De plus, les utilisations de la biomasse sont susceptibles d'évoluer en fonction des progrès que la recherche, le développement et l'innovation permettront d'effectuer. Aujourd'hui, nous envisageons principalement des utilisations énergétiques, sous des angles d'ailleurs différenciés, avec la production d'énergie d'un côté, et de l'autre, la promotion de techniques plus sobres que ce soit dans le bâtiment ou dans différents matériaux d'usage plus ou moins quotidien. Demain, nous pourrions voir s'amplifier le nombre des produits biosourcés sans que l'inventaire des possibles soit aujourd'hui réalisable.

Le potentiel de mobilisation de la biomasse est donc considérable.

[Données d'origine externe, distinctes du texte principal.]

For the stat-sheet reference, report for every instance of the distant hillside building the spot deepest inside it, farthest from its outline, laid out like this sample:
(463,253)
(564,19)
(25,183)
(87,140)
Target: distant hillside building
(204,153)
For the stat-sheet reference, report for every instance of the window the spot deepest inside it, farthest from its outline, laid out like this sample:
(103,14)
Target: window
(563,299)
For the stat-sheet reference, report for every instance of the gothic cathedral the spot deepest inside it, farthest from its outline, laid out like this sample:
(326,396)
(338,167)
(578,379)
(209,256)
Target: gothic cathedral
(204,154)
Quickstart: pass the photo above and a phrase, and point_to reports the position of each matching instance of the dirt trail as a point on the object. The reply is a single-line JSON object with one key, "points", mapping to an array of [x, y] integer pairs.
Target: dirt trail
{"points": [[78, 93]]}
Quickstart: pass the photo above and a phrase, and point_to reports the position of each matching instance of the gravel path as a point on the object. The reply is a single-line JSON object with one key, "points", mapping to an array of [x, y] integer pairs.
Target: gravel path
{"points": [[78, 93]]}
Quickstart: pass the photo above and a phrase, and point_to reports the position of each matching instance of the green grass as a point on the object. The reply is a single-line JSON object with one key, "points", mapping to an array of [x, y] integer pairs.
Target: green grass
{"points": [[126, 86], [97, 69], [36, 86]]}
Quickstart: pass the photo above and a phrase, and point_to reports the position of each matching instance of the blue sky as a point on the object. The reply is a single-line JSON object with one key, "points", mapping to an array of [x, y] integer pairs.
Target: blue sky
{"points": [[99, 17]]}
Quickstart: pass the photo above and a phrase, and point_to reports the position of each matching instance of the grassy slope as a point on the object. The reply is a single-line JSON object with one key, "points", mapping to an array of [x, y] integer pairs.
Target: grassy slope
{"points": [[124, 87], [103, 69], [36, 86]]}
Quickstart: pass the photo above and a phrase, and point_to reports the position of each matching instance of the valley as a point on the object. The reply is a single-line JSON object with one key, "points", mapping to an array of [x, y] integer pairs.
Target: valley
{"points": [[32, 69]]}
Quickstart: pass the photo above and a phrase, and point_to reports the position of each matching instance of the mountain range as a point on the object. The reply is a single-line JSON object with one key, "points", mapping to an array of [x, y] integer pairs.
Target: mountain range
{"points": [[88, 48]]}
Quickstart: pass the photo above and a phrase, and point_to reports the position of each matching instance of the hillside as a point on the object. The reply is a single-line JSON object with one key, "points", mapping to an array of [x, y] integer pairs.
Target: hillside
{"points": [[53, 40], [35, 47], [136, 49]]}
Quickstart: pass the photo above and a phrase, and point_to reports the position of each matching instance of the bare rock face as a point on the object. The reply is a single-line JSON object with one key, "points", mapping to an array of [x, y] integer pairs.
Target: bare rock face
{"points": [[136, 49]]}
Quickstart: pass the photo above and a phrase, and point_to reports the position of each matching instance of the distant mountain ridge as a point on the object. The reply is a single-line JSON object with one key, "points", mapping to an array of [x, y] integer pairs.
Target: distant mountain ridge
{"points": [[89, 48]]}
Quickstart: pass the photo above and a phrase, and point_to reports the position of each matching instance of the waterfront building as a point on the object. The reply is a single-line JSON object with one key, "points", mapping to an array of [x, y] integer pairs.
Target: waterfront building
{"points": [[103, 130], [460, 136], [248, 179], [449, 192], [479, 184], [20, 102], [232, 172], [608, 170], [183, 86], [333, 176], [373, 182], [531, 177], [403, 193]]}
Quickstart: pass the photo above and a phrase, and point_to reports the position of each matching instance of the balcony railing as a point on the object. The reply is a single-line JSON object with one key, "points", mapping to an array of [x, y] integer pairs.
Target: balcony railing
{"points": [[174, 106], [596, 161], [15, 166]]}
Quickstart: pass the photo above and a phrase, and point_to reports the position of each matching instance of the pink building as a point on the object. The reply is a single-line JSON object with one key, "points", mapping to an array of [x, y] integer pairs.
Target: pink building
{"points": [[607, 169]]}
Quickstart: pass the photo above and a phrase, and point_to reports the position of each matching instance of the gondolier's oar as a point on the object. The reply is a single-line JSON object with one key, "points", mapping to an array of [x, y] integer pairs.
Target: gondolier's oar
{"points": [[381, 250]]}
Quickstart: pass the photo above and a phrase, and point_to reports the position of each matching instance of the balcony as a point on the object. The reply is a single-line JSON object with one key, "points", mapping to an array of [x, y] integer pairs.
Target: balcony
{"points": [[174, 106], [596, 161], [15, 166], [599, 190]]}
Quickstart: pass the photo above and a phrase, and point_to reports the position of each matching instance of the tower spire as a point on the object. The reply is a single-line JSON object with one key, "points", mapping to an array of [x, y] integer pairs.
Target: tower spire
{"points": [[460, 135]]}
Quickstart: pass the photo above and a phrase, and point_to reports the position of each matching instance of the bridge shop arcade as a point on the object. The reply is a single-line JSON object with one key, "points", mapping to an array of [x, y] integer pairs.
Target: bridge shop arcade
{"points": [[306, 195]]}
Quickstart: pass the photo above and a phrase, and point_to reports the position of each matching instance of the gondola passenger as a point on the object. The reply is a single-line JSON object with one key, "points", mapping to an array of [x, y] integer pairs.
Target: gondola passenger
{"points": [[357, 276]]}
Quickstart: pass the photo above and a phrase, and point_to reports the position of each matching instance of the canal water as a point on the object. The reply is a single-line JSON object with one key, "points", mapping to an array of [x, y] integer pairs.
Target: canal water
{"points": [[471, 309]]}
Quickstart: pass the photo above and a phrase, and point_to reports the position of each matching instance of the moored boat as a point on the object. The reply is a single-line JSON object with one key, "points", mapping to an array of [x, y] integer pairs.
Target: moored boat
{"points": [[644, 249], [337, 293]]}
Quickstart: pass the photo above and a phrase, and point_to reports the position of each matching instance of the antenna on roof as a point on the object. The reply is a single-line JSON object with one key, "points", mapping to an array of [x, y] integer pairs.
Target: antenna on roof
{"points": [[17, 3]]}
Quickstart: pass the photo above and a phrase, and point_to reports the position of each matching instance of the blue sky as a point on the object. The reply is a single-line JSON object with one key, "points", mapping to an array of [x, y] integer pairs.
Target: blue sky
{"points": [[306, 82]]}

Mais, du potentiel à la mobilisation effective, il y a un pas immense.

Et, nous ne disposons pas réellement de guides très assurés pour comprendre les déterminants du franchissement de ce pas.

Nous devons nous attacher à mieux les cerner en fonction des enjeux de toutes natures que nous pouvons imaginer.

La saisine de la commission des affaires économiques du Sénat les a mentionnés dans toutes leurs dimensions.

Enjeux écologiques, bien sûr, avec la question de la contribution de la valorisation non alimentaire de la biomasse aux objectifs de la transition énergétique sous contrainte du respect d'autres considérations écologiques : la biodiversité, l'intégrité des sols, la disponibilité de l'eau, mais aussi de contraintes aussi importantes que la couverture des besoins alimentaires. Nous sommes là face à la question importante des conflits d'usage.

Enjeux économiques et d'emploi qui posent le problème de l'existence de modèles économiques viables pour valoriser les ressources sans omettre le problème de la prise en considération des coûts associés à l'inaction si l'on devait faire l'impasse sur des ressources économes en gaz à effet de serre. Nous sommes là confrontés à la difficulté d'évaluer les coûts économiques comme d'effectuer des choix économiques, scientifiques et technologiques qui dépendent de la détermination des objectifs sociaux.

Enjeux d'indépendance stratégique aussi compte tenu de l'origine géographique des approvisionnements énergétiques qui, en plus de plomber la balance commerciale, rendent dépendant de zones où de possibles conflits peuvent devenir disruptifs pour le bon fonctionnement de la vie économique.

Tous ces enjeux soulèvent des questions formidables puisqu'ils s'intègrent dans des paradigmes différenciés, difficilement unifiables tout en se situant dans des schémas systémiques qui imposent de les combiner, sauf à manquer des synthèses nécessaires pour guider l'action.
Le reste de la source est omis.